Re: Some regular-expression performance hacking

From: "Joel Jacobson" <joel(at)compiler(dot)org>
To: "Tom Lane" <tgl(at)sss(dot)pgh(dot)pa(dot)us>
Cc: "Chapman Flack" <chap(at)anastigmatix(dot)net>, pgsql-hackers(at)lists(dot)postgresql(dot)org
Subject: Re: Some regular-expression performance hacking
Date: 2021-02-26 16:42:32
Message-ID: 0e3addb8-415a-4e94-8294-c7ab86ad46d0@www.fastmail.com
Views: Raw Message | Whole Thread | Download mbox | Resend email
Thread:
Lists: pgsql-hackers

Hi,

On Fri, Feb 26, 2021, at 01:16, Tom Lane wrote:
> 0007-smarter-regex-allocation-2.patch

I've successfully tested this patch.

I had to re-create the performance_test table
since some cases the previously didn't give an error,
now gives error "invalid regular expression: invalid character range".
This is expected and of course an improvement,
but just wanted to explain why the number of rows
don't match the previous test runs.

CREATE TABLE performance_test AS
SELECT
subjects.subject,
patterns.pattern,
patterns.flags,
tests.is_match,
tests.captured
FROM tests
JOIN subjects ON subjects.subject_id = tests.subject_id
JOIN patterns ON patterns.pattern_id = subjects.pattern_id
WHERE tests.error IS NULL
--
-- the below part is added to ignore cases
-- that now results in error:
--
AND NOT EXISTS (
SELECT 1 FROM deviations
WHERE deviations.test_id = tests.test_id
AND deviations.error IS NOT NULL
);
SELECT 3253889

Comparing 13.2 with HEAD,
not a single test resulted in a different is_match value,
i.e. the test just using the ~ regex operator,
to only check if it matches or not. Good.

SELECT COUNT(*)
FROM deviations
JOIN tests ON tests.test_id = deviations.test_id
WHERE tests.is_match <> deviations.is_match

count
-------
0
(1 row)

The below query shows a frequency count per error message:

SELECT error, COUNT(*)
FROM deviations
GROUP BY 1
ORDER BY 2 DESC

error | count
-----------------------------------------------------+--------
| 106173
regexp_match() does not support the "global" option | 5799
invalid regular expression: invalid character range | 1060
invalid regular expression option: "y" | 277
(4 rows)

As we can see, 106173 cases now goes through without an error,
that previously gave an error. This is thanks to now allowing escape
sequences within bracket expressions.

The other errors are expected and all good.

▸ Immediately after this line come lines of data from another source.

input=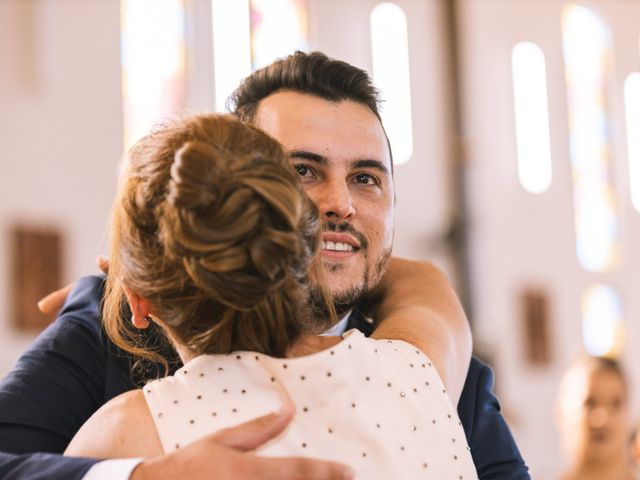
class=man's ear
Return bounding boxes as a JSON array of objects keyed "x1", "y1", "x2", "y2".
[{"x1": 122, "y1": 285, "x2": 151, "y2": 329}]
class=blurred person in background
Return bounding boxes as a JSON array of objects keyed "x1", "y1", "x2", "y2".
[{"x1": 557, "y1": 356, "x2": 640, "y2": 480}]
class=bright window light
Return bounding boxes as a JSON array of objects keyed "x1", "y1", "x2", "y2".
[
  {"x1": 562, "y1": 5, "x2": 620, "y2": 272},
  {"x1": 624, "y1": 72, "x2": 640, "y2": 212},
  {"x1": 250, "y1": 0, "x2": 309, "y2": 69},
  {"x1": 511, "y1": 42, "x2": 551, "y2": 193},
  {"x1": 371, "y1": 2, "x2": 413, "y2": 165},
  {"x1": 582, "y1": 284, "x2": 625, "y2": 357},
  {"x1": 120, "y1": 0, "x2": 186, "y2": 148},
  {"x1": 210, "y1": 0, "x2": 251, "y2": 112}
]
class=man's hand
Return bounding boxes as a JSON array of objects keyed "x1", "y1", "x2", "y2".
[
  {"x1": 38, "y1": 257, "x2": 109, "y2": 315},
  {"x1": 130, "y1": 409, "x2": 353, "y2": 480}
]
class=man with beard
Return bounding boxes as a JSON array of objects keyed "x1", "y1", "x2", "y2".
[{"x1": 0, "y1": 52, "x2": 529, "y2": 479}]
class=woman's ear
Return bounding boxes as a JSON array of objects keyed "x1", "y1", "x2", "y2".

End of correctness analysis. Now let's look at performance!
I reran the same query three times to get a feeling for the stddev.

\timing

SELECT
is_match <> (subject ~ pattern),
captured IS DISTINCT FROM regexp_match(subject, pattern, flags),
COUNT(*)
FROM performance_test
GROUP BY 1,2
ORDER BY 1,2;

?column? | ?column? | count
----------+----------+---------
f | f | 3253889
(1 row)

HEAD (b3a9e9897ec702d56602b26a8cdc0950f23b29dc)
Time: 125938.747 ms (02:05.939)
Time: 125414.792 ms (02:05.415)
Time: 126185.496 ms (02:06.185)

HEAD (b3a9e9897ec702d56602b26a8cdc0950f23b29dc)+0007-smarter-regex-allocation-2.patch

?column? | ?column? | count
----------+----------+---------
f | f | 3253889
(1 row)

Time: 89145.030 ms (01:29.145)
Time: 89083.210 ms (01:29.083)
Time: 89166.442 ms (01:29.166)

That's a 29% speed-up compared to HEAD! Truly amazing.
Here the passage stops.